Caroline goes home, where she’s surrounded by Liz’s things, all reminders that she’s gone. Elena shows up, having figured out that Caroline has been hiding something. She’s been focused on getting through the day without worrying about how she’ll feel tomorrow. Elena knows now that Caroline doesn’t want to feel tomorrow – and she doesn’t plan to. She’s going to turn off her humanity.
Caroline says she thought she could get through the hard parts and then pick herself up like she always does. Damon made her realize that it won’t be that easy. It’ll just get worse, and she can’t handle anything worse than how she already feels. Elena warns that turning off her emotions will make everything worse. Caroline thinks she’ll have a different experience than Elena did; she has more control over her vampire traits.

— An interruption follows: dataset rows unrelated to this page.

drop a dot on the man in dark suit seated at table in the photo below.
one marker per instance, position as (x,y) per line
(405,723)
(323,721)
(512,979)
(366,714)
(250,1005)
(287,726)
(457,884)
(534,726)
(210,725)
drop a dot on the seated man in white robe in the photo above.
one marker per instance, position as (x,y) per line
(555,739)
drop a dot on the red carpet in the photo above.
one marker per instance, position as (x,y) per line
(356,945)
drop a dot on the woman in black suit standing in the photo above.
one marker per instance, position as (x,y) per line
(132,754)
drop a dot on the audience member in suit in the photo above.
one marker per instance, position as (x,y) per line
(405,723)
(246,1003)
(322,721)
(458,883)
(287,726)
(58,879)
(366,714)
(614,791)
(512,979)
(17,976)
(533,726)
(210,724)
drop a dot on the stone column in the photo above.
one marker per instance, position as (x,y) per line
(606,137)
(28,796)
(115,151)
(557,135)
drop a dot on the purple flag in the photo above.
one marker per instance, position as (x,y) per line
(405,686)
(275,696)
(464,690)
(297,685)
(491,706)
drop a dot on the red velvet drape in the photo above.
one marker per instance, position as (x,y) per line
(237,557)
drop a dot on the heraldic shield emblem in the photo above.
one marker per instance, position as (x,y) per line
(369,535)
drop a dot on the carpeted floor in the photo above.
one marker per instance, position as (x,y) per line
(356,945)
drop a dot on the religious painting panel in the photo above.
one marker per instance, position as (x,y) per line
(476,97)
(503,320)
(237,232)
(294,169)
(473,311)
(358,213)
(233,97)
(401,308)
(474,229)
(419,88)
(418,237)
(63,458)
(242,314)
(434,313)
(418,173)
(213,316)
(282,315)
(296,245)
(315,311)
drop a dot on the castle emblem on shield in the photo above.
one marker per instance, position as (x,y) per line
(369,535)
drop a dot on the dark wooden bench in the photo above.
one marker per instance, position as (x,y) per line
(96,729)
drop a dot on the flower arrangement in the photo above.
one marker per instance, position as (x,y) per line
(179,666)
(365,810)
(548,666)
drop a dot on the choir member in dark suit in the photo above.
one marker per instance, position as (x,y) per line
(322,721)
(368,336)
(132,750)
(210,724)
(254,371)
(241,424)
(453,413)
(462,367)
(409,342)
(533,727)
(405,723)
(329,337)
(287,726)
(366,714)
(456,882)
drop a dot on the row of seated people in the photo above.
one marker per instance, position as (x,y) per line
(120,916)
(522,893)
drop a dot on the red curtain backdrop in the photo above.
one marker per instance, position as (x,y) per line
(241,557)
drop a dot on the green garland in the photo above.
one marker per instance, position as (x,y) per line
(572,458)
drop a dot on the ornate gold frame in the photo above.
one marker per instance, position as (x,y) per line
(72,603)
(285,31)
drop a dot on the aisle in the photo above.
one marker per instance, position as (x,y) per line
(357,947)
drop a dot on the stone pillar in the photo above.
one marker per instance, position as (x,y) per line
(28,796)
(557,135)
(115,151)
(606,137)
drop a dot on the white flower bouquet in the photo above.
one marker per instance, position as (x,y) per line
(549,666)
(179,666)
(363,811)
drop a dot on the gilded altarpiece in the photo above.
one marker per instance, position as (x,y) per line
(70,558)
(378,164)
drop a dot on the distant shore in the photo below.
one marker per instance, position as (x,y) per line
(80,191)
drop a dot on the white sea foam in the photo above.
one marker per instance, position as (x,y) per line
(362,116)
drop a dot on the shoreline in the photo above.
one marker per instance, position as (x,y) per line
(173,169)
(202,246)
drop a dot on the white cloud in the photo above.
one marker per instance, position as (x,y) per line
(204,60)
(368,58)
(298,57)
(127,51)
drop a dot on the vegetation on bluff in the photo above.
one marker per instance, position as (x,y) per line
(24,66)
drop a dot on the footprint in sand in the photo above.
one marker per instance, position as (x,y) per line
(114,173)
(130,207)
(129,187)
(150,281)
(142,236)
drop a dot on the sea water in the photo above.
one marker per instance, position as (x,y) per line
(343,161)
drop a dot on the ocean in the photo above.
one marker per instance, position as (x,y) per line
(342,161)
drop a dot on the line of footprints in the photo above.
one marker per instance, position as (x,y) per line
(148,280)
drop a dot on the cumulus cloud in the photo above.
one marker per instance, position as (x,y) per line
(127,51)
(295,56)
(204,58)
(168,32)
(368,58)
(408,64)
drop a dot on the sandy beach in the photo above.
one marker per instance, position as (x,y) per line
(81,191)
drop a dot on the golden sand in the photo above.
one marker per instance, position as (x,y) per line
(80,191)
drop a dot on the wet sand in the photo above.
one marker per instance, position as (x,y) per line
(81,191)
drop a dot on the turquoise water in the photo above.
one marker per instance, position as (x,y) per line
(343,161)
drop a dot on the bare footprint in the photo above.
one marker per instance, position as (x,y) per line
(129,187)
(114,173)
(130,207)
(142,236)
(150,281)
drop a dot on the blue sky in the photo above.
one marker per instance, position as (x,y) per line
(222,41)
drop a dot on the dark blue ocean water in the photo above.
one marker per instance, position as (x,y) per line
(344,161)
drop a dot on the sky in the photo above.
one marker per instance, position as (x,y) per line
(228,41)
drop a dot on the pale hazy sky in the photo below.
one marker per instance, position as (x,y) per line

Elena predicts that people will get hurt and even killed. Caroline doesn’t think Elena has any place to weigh in here – she turned off her emotions when Jeremy died and she erased her memories when Damon died. Plus, Stefan ran away from his life. Caroline deserves the chance to avoid her grief, too. Elena says turning off her humanity and erasing her memories were two of the biggest mistakes she’s ever made. Caroline isn’t sure they were mistakes. They did the trick, keeping Elena from feeling the worst of her pain. That’s all Caroline wants, for the pain to be gone.
Elena asks if Caroline would change her mind if Stefan had said what she wanted to hear at the church. (Yeah, she eavesdropped.) Caroline says it doesn’t matter. Her mother’s dead and she can’t breathe from the pain. She can’t handle it getting worse and she shouldn’t have to. Elena hugs her, agreeing that she shouldn’t. But turning off her humanity isn’t the right solution and Elena won’t let her. Caroline snaps Elena’s neck and says it’s not her choice to make.
When Damon gets home, someone’s in the kitchen, making pancakes. Bonnie’s back! They’re so excited to see each other that he holds out his arms and she jumps into them.
As Stefan finds Elena still temporarily dead at Fort Forbes, with no sign of Caroline, Bonnie gives Damon the photos she brought back from 1903 and shows him the video she didn’t realize she was taking when the ascendant sent her home. She filmed the woman who approached her, and Damon immediately recognizes her: She’s Lily, his and Stefan’s mother.
Etc.: Everyone seems to have forgotten that Caroline has already lost her father, so she’s not new to mourning a parent.
I’m not sure why Jo is so insistent on going to Liz’s funeral, since they never met and she barely knows Caroline, but okay.
We’re not going to talk about how you wouldn’t be able to see the northern lights in Virginia.
Matt becoming a law enforcement officer makes perfect sense because he already likes making judgmental calls, and this will give him actual standing to make them.
I need to have a chat with the person who chose the song “Shine” by Night Terrors of 1927 to play during Alaric’s proposal – specifically, whoever thought it would be good to use the lyrics, “And we’ll live forever and we’ll never die.”
I love that Damon is the first person Bonnie sees when she gets back. I love even more how happy they are to see each other.